The New Zealand dollar leapt on Wednesday in response to the latest remarks from the RBNZ, which said that interest rates in New Zealand would not be lowered this year or next, wrong-footing investors who had adjusted FX positions to account for lower rates.

Posted Feb 13, 2019

“Talk about the market misreading the Reserve Bank,” Martin Rudings, an FX dealer at OMF, told Scoop on Wednesday after New Zealand’s central bank said it expected to “keep the OCR at this level through 2019 and 2020.”

In recent months, traders have increased bets on an interest rate cut by the RBNZ amid mounting evidence of a deteriorating domestic and global economy, and as Australia—New Zealand’s second largest trading partner—wrestles with destabilizing double-digit declines in house prices.

Immediately following the RBNZ’s statement, traders rushed into New Zealand dollars causing price spikes that made a mockery of last week’s remarks from Bank of America Merrill Lynch, who described the kiwi as “the most vulnerable G10 currency.”
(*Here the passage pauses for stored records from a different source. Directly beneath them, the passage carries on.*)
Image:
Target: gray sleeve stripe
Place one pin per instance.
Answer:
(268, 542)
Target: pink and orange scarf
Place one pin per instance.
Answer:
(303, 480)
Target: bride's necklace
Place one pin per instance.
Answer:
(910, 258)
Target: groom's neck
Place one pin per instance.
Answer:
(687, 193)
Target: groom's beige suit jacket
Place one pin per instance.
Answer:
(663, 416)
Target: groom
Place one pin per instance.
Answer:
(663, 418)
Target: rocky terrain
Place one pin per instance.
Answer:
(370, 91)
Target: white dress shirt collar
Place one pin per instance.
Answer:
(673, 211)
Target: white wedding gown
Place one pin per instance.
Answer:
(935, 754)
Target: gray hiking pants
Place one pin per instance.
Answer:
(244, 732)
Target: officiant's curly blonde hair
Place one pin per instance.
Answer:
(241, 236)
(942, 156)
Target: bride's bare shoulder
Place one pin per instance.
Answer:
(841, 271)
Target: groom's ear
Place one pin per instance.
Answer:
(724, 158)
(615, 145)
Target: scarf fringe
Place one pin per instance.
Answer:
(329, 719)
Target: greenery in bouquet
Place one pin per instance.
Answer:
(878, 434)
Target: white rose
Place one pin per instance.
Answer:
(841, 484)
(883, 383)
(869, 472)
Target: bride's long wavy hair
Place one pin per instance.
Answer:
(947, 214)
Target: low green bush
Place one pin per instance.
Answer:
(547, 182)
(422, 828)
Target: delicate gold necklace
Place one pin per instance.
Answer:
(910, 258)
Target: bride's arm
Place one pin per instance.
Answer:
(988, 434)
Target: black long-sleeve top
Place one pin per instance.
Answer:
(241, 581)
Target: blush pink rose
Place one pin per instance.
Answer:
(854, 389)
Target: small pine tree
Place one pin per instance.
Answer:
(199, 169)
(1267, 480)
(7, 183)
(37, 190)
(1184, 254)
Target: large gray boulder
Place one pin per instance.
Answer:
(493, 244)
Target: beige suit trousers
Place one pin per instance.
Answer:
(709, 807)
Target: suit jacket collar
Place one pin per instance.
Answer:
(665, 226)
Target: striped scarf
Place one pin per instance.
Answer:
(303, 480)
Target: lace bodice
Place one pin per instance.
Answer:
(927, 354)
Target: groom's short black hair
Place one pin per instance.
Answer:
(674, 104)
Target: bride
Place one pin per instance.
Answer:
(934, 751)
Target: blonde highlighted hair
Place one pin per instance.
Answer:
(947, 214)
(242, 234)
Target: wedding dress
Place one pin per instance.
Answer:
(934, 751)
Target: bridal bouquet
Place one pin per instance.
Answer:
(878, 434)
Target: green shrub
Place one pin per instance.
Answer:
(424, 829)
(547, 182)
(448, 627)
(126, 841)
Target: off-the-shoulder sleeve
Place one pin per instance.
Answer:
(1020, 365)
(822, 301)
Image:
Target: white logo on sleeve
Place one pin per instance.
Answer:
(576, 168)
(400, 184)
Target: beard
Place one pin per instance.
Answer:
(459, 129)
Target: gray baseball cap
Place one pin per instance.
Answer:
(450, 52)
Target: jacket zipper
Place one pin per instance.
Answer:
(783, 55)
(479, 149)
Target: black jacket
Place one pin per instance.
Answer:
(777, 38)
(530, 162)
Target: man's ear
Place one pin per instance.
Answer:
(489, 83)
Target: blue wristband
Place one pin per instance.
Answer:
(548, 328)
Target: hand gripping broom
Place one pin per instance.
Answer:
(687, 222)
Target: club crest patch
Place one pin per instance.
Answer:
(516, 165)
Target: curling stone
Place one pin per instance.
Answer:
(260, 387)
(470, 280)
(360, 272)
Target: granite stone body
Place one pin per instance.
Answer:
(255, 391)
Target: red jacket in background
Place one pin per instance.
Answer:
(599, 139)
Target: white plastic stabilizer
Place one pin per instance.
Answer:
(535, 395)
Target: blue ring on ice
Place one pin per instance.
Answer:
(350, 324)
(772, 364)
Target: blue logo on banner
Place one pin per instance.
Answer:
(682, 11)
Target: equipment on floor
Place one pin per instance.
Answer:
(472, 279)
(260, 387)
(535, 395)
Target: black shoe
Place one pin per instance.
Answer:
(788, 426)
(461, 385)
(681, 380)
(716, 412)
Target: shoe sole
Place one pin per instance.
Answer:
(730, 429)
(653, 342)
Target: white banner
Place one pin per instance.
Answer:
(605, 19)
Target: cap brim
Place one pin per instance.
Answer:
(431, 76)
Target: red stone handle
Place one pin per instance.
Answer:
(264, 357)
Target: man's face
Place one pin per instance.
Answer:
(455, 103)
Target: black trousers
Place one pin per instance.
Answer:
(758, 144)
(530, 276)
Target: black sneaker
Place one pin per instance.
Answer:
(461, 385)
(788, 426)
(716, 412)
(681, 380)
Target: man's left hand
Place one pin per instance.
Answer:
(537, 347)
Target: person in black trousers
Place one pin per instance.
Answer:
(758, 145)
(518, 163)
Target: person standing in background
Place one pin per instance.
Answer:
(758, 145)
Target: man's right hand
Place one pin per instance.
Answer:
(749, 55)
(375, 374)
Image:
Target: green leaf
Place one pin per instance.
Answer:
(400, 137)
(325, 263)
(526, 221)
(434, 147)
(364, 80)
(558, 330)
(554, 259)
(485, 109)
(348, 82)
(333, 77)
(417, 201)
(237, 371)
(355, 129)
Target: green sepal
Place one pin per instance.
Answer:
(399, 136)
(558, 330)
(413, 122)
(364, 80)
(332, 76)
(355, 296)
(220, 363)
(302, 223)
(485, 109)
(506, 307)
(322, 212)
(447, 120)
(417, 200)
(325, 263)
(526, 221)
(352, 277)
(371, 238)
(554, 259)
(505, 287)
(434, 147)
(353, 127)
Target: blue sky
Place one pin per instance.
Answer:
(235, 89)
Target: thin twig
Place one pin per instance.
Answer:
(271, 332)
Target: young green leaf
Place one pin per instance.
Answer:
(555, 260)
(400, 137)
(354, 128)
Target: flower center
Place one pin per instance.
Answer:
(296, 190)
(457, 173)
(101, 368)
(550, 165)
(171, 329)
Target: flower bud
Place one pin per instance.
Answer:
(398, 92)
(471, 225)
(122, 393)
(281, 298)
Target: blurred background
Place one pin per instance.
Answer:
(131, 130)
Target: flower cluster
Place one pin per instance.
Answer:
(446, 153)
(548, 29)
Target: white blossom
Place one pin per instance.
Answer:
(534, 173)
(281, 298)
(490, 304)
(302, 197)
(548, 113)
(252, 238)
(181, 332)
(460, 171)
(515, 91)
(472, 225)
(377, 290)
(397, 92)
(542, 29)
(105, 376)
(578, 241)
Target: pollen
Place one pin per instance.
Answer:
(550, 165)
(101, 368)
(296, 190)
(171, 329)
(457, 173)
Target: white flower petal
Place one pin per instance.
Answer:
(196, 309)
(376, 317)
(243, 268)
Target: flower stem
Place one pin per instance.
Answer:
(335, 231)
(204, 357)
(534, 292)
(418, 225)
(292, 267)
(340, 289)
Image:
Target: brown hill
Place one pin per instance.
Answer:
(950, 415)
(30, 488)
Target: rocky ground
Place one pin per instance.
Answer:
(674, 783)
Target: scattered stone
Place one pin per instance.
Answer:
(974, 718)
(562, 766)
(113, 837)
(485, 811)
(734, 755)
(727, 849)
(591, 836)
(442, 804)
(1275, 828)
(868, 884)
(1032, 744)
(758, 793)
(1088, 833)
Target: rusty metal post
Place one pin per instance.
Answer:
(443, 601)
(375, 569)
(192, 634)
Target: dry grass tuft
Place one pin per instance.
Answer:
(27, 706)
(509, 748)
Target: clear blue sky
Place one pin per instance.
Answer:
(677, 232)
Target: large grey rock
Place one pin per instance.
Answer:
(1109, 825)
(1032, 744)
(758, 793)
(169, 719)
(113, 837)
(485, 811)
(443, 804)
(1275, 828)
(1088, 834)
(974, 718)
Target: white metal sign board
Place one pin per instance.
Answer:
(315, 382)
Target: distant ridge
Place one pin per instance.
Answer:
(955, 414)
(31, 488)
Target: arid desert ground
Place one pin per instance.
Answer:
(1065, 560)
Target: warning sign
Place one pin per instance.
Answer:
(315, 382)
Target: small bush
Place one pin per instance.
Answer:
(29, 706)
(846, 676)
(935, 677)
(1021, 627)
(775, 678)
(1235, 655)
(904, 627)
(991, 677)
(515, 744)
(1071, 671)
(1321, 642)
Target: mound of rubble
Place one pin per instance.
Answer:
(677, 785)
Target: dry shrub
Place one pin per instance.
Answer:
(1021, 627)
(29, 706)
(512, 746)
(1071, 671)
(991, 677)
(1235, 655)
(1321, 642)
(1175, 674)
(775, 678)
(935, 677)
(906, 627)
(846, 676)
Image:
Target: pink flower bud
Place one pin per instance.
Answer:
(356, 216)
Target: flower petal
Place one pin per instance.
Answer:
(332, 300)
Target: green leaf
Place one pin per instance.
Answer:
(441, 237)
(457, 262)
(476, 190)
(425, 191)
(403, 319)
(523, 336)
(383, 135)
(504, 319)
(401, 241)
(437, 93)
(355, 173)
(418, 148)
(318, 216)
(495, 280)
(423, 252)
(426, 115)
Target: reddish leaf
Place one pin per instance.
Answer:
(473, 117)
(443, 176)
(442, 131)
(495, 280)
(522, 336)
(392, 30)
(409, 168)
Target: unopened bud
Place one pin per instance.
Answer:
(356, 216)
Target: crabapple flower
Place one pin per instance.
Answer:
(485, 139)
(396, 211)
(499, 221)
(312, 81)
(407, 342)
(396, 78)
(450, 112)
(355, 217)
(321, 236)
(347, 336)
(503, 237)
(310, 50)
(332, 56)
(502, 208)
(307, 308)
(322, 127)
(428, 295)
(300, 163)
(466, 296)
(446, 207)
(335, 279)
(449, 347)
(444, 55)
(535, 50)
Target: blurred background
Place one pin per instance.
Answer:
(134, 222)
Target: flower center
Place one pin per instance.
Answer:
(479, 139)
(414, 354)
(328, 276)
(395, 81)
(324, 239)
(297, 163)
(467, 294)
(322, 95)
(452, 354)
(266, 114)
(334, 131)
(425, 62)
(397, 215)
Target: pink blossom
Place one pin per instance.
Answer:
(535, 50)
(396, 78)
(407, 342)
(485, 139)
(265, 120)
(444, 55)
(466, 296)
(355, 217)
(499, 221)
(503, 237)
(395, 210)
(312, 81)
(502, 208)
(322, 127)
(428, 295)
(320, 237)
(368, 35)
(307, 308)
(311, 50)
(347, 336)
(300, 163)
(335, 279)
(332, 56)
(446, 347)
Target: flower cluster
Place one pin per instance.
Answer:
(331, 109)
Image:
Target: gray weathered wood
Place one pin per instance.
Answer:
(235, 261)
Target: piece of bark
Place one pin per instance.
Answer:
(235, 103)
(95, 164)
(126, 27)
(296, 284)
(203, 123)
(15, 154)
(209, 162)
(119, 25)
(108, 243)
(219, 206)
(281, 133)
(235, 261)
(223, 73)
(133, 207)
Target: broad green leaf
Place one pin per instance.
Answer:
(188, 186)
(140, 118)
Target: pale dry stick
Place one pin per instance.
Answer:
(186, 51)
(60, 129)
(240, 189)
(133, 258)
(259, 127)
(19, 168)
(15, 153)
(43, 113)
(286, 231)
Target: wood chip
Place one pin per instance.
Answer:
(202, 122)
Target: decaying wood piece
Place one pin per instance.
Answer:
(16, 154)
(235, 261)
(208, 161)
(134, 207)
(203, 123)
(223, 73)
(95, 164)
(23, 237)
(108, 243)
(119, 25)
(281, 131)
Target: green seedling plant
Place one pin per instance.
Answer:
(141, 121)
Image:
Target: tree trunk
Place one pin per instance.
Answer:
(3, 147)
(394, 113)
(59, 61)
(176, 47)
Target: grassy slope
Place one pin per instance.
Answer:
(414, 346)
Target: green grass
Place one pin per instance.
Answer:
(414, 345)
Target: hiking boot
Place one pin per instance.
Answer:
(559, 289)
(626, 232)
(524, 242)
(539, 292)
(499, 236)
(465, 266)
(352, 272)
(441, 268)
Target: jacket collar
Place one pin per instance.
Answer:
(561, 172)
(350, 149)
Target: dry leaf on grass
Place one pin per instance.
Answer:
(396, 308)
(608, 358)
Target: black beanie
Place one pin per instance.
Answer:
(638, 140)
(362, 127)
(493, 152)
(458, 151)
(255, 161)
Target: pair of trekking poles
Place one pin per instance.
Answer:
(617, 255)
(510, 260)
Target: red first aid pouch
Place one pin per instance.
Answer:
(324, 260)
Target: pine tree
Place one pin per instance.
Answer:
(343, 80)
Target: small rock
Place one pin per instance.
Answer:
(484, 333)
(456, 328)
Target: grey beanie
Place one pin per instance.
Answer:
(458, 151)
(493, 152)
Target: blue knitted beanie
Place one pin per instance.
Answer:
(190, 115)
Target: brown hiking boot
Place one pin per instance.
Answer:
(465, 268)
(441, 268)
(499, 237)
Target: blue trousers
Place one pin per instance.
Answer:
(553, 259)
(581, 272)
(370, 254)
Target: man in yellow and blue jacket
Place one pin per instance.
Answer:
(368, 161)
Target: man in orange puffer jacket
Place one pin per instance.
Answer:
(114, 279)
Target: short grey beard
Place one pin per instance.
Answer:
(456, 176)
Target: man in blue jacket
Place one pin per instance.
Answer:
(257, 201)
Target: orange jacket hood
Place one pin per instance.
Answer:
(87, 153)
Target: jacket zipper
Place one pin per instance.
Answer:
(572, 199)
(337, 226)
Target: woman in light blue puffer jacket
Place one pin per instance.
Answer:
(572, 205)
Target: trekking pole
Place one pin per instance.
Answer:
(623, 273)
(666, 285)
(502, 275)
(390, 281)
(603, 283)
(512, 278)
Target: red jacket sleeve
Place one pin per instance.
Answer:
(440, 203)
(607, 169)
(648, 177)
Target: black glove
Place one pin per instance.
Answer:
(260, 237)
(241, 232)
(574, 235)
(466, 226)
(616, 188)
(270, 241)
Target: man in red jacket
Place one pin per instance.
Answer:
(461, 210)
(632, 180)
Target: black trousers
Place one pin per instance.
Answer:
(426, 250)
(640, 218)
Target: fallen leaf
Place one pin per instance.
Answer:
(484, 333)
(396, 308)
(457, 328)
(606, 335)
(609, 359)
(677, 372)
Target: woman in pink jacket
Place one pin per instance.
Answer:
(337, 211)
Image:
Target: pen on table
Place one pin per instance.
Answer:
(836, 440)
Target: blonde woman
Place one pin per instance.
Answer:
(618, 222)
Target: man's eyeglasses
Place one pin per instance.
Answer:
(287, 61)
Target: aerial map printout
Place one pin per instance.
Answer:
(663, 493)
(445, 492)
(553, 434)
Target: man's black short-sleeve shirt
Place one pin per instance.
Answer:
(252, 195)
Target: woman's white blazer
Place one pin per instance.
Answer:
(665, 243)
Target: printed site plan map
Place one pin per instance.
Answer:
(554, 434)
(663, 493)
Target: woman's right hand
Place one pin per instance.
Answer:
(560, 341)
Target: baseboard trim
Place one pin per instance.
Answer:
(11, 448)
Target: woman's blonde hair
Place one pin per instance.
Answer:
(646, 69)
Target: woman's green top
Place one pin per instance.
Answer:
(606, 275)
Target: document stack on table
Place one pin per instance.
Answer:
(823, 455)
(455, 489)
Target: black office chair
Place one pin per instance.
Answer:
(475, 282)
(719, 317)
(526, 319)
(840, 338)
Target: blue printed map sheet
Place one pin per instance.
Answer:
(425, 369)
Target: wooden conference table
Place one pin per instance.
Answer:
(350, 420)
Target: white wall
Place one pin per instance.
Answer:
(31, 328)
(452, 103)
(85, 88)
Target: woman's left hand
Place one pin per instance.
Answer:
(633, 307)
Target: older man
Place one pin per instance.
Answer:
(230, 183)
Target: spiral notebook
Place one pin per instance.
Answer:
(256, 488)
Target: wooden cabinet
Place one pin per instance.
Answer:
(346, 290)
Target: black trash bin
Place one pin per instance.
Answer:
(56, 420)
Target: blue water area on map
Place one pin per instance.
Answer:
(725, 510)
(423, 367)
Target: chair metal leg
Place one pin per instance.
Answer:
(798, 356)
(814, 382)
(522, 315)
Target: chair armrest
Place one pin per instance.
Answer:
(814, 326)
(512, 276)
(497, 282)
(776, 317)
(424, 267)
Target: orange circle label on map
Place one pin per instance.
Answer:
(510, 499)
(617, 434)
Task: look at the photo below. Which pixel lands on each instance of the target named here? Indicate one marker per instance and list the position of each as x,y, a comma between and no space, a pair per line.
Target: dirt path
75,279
At the end of Wednesday’s European session, the New Zealand dollar was worth a cent more against the US dollar than its pre-RBNZ level, at US$0.683.

As with the US dollar, so with the euro: the kiwi gained a euro cent on Wednesday, rising to within striking distance of a 9-week high, at €0.604.

Against the Australian dollar, the kiwi is on course to end the day buying A$0.962—what will be the highest closing exchange rate since January 3rd.

Radobank isn’t convinced, however. In a note to clients, the bank’s senior FX analyst, Jane Foley, predicted in the aftermath of the RBNZ a weaker New Zealand dollar.

“Our view that the US-China trade war will drag on in some form for a prolonged period, coupled with signs of a broader slowdown in global growth, in addition to a recent spate of softer-than-expected domestic data, tilts risks to the downside. We continue to favour selling [NZD] rallies and look for a move towards US$0.66 on a 3-month view,” Foley wrote.